1. Organizações Museais e Emancipação: uma aproximação conceitual

1.4. Arranjo Argumentativo 1 (A.A.1)

1.4.3. Qual racionalidade deve embasar as ações administrativas dos museus para que

Quando se fala em interesses sociais, ou interesses da sociedade, defendo a utilidade de, nesse momento, substituir o termo sociedade por coletivo. Dessa forma posso explicar e argumentar mais facilmente o quanto os interesses sociais, ou coletivos se opõem ao interesse individual ou privado, posto que os significados do que entendemos por coletivo são opostos aos significados do que entendemos por indivíduo. Assim, quando se fala, por exemplo, em revitalização das cidades (dos centros, portos ou outra parte) é preciso que esteja claro para quem esse processo será feito, já que os interesses privados não podem ser, por definição, os mesmos interesses coletivos.
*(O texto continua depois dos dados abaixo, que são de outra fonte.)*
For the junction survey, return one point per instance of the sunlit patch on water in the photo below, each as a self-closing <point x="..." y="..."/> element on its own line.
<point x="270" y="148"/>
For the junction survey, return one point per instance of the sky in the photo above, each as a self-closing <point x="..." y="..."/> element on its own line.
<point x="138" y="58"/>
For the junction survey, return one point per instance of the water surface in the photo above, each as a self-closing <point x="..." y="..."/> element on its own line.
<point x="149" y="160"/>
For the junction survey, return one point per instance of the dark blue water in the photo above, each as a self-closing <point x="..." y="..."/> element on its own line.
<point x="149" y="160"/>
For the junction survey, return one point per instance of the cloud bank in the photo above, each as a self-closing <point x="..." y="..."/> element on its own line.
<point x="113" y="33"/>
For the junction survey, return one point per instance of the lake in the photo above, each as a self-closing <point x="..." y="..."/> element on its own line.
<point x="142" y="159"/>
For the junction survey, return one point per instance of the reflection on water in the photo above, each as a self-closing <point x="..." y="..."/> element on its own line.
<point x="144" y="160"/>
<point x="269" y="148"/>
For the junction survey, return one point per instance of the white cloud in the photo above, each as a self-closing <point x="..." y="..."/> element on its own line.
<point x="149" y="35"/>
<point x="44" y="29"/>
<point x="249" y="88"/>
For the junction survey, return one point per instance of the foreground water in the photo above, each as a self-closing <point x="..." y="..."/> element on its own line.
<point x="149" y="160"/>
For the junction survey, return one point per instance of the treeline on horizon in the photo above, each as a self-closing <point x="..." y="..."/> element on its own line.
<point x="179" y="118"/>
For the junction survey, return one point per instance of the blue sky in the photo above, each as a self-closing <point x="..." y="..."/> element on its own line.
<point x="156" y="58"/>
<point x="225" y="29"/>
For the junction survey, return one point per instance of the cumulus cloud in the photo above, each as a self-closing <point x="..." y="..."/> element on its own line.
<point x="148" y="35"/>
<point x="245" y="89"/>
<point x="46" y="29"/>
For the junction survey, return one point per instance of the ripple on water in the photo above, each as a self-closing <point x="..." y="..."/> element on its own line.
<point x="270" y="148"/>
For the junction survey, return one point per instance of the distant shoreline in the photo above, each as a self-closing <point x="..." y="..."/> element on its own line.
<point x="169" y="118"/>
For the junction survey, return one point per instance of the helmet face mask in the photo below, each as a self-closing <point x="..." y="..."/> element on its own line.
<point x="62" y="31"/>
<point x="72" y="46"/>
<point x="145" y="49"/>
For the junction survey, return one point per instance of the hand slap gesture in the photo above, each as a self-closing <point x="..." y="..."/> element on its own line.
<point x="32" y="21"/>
Compartilho da crença de que seria importante para a gestão da cultura uma base teórica que privilegie uma racionalidade substantiva (RAMOS, 1983), compreendendo assim, maior possibilidade de desenvolvimento, entendido em seu sentido mais amplo. Também para Celso Furtado (1984) a cultura é caminho importante para o desenvolvimento do Brasil, mas de um desenvolvimento amplo, humano, pautado em uma racionalidade afastada das ideias do mercado. Furtado foi economista, teórico e atuante na gestão pública, sendo que na área da cultura, especificamente, foi Ministro da pasta do governo José Sarney, de 1986 a 1988, além de ter sido um dos 12 membros da Comissão Mundial para a Cultura e o Desenvolvimento da ONU/Unesco, de 1993 a 1995. Acredito que essa biografia, junto com a de Guerreiro Ramos ofereça mais peso a perspectiva que eu esposo de que a racionalidade que deve embasar o desenvolvimento humano é a substantiva.

Depreende-se daí também o motivo pelo qual não optei por outras linhas teóricas. Existe uma crítica crescente no meio acadêmico ao entendimento de cultura e desenvolvimento com o fim econômico e essas linhas de estudos representam melhor o pensamento hegemônico, que compreende a cultura a partir de uma racionalidade instrumental. Logo, a partir de uma perspectiva de desenvolvimento que pode ser entendida em uma concepção neoliberal, percebe-se que a cultura torna-se mecanismo e instrumento de progresso dentro desse contexto, além de bem com valor de troca, como é o caso de exploração econômica da cultura como atrativo turístico ou na simples venda de um quadro.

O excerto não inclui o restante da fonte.